Friday 25 January 2013

Over 40 gangsters held in El Salvador over murders

State prosecutors in El Salvador announced on 23 January the arrests of 33 members of the M-18 gang for their suspected roles in beheading three youngsters in the eastern Izalco district last October, while eight other members of M-18 were arrested for their suspected roles in killing five rivals in the southern port of La Libertad in September. The head of the homicides office at the state prosecution service (Unidad Especial Antihomicidios Fiscalía General de la República) Óscar Torres said that the arrests had netted half or more of the members of the M-18's "Southern" line or faction, thought responsible for multiple crimes in Izalco in the Sonsonate department north-east of San Salvador. The 33 were suspected of taking part in the kidnapping, interrogation and murder with machetes of three youngsters aged between 17 and 21, on an estate on 11 October, the website elsalvador.com reported on 24 January.

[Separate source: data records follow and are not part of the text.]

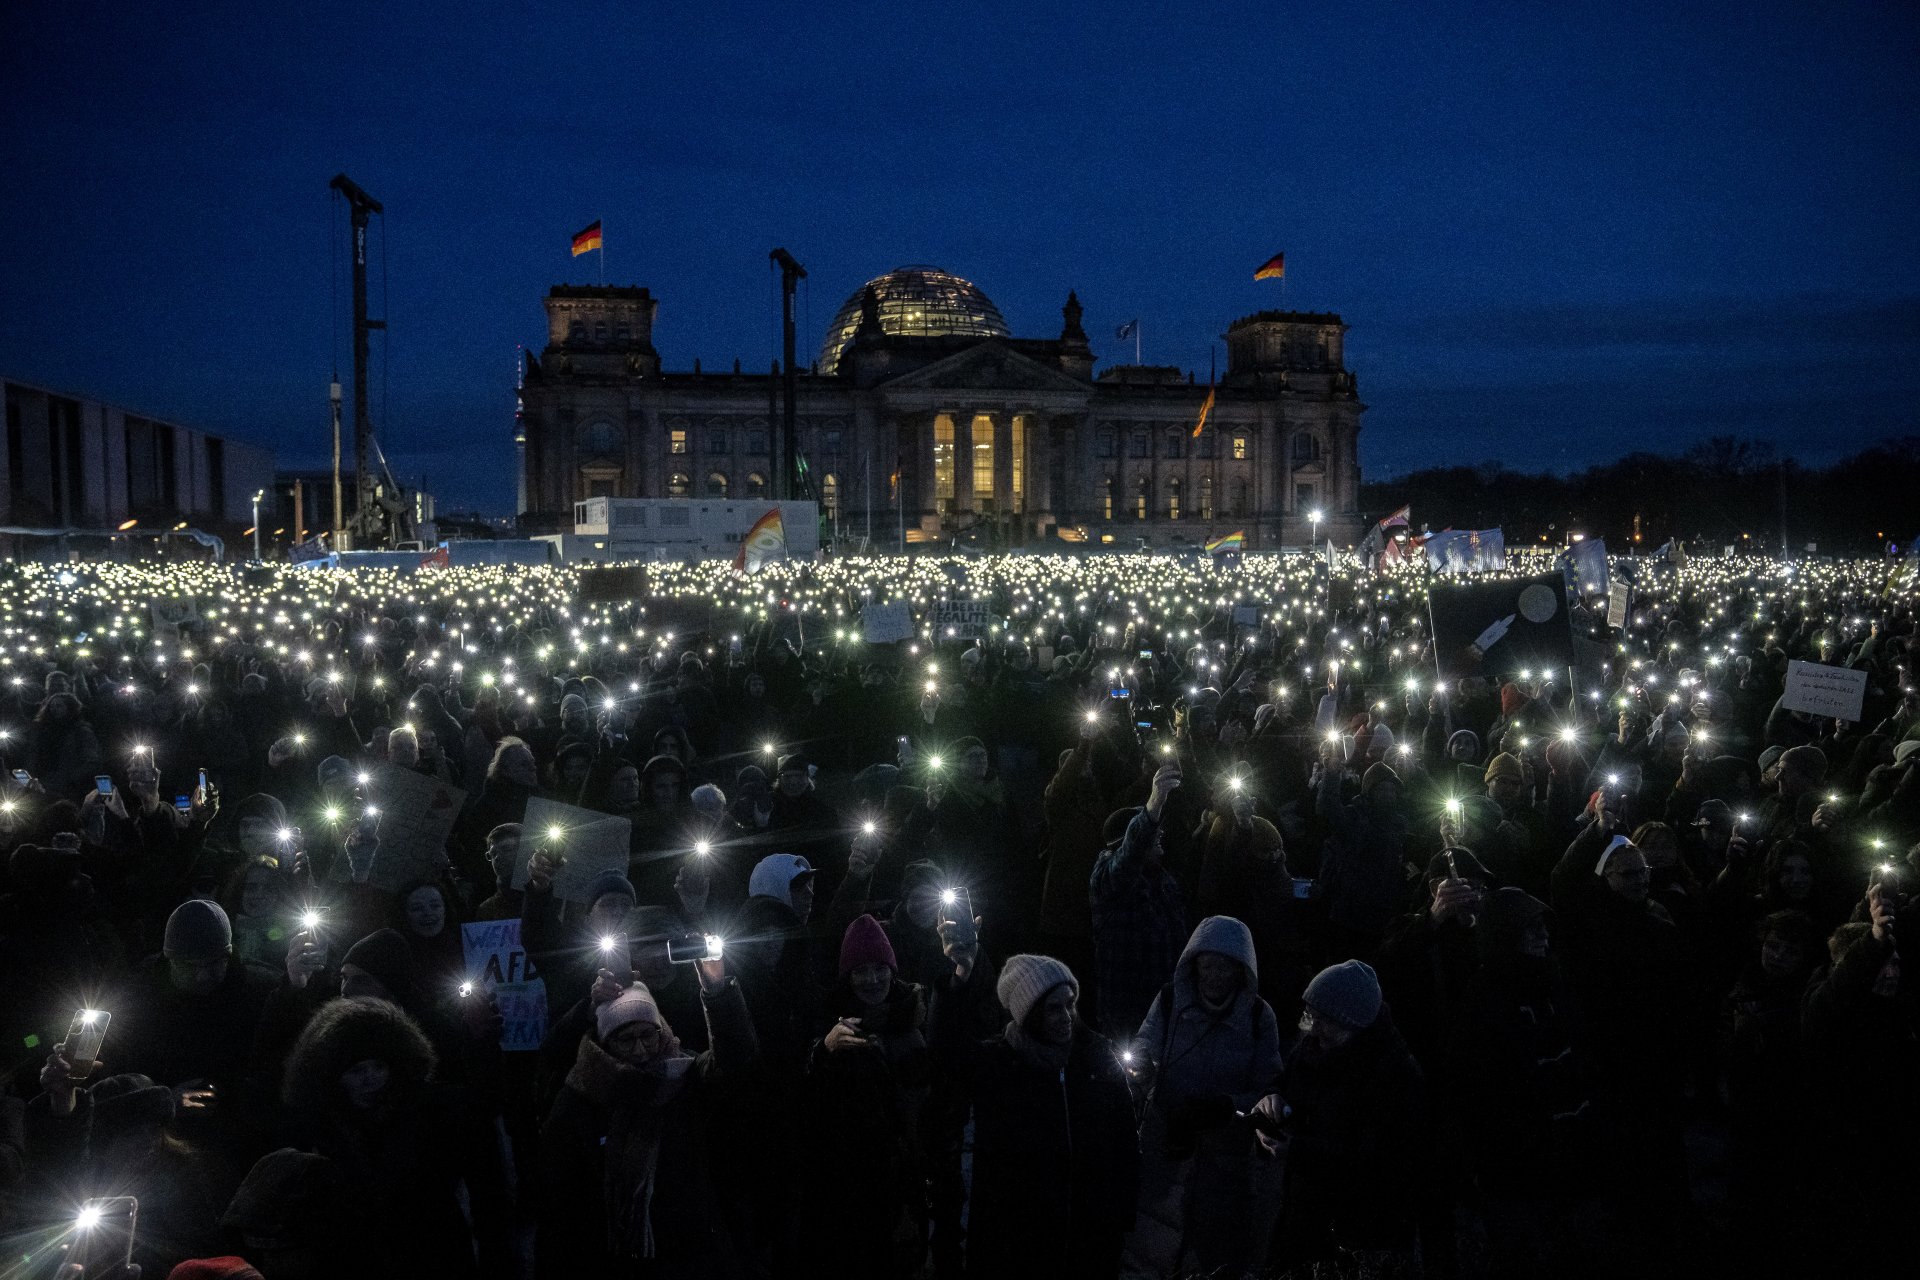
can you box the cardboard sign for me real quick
[577,565,649,604]
[862,601,915,645]
[461,919,547,1052]
[1232,605,1261,629]
[1607,581,1632,630]
[1427,572,1575,682]
[931,601,998,640]
[329,767,465,892]
[514,798,632,904]
[1781,659,1868,722]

The daily El Mundo noted that the victims were suspected of being members of a rival gang, though state investigators later dismissed this. Eight other members of M-18's Southern line were also arrested for the murder on 18 September of five rivals in the Pacific port of La Libertad; officials have reportedly arrested more than 20 in relation with that incident. The victims, purported members of a rival faction in M-18, were aged between 13 and 18 and included a 16-year-old girl. The gang chief who ordered the killing first phoned to ask permission from his boss, currently serving a sentence in a prison west of the capital, elsalvador.com reported on 24 Januuary. He called from the home of a policeman who was also a member of the M-18 and was arrested in early October. Gang violence has reportedly declined in El Salvador since a ceasefire began in March 2012; instructions given out by imprisoned gang chiefs that violence stop among members may have been the reason for seeking approval before this killing.